The sportsman has no leaders to tell him what is wrong. The sporting press no longer represents sport; it has turned billboard for the gadgeteer. 


“The Land Ethic” concludes the collection. And it is profound. It starts with the idea that ethics is really no more than symbiosis reduced to thought. “Does this lead to thriving or not?” While the complexity of co-operative mechanisms has increased as populations have grown, the idea is still the same. It is a regulation of behavior for the common good. (This is what the American Right Wing has completely forgotten, making “ethics” into a combination of “might makes right” and “nothing should ever change.” Leopold tells an interesting historical story: the way that we went from considering women and children to be chattel to seeing them as having rights - in other words, as being governed by ethics, not expediency. 


During the three thousand years which have since elapsed [since Homer], ethical criteria have been extended to many fields of conduct, with corresponding shrinkages in those judged by expediency only.


And this is the great shift that Leopold sees as necessary for ecological survival.
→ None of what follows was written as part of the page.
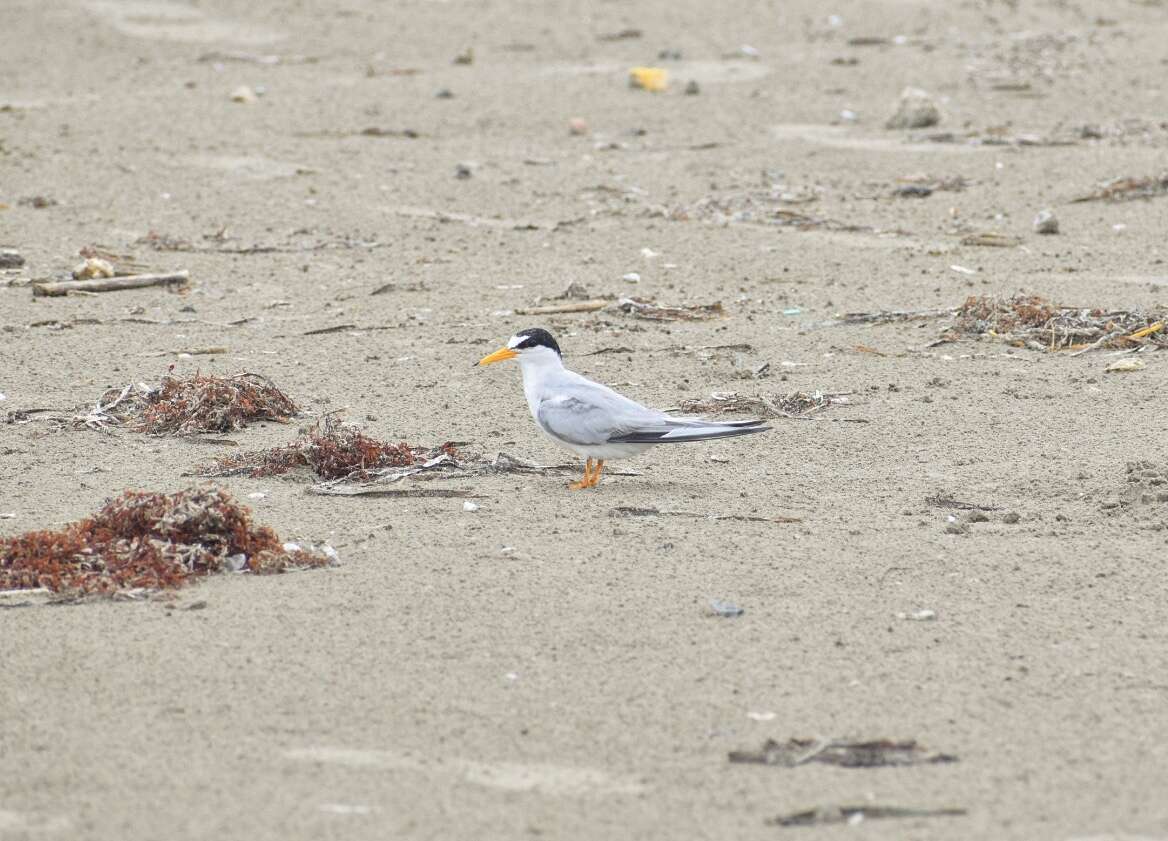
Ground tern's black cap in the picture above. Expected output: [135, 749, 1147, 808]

We need to see our relationship to the nature we are a part of in light of ethics, not expediency. We need to see environmental harmony and sustainability not as a matter of “what profit is there to be made” but as an ethical issue. As we would not countenance the treatment of women as property (at least most of us wouldn’t), we should not tolerate the treatment of the ecosystem our lives depend on as something to be bought and sold by the wealthy. 


I want to end, therefore, with one final observation. 


In human history, we have learned (I hope) that the conqueror role is eventually self-defeating. Why? Because it is implicit in such a role that the conqueror knows, ex cathedra, just what makes the community clock tick, and just what and who is valuable, and what or who is worthless, in community life. It always turns out that he knows neither, and this is why his conquests eventually defeat themselves. 


This book is both beautiful and sobering. It is encouraging that Leopold was able to start a movement that many of us are a part of. It is discouraging that the pillagers of nature continue to win. And it is not comforting to know that this will be self-defeating, because self-extermination is the most pyrrhic of victories. I think my kids’ generation understands this better than mine - and a hell of a lot better than most of my parents’ generation, raised as they were on a belief in the inexhaustibility of nature and the imperative to conquer exploit. Let us all hope that the future will be better. 


Take a look at this book, both for its beauty, and for Leopold’s true ethic of sustainability and symbiosis.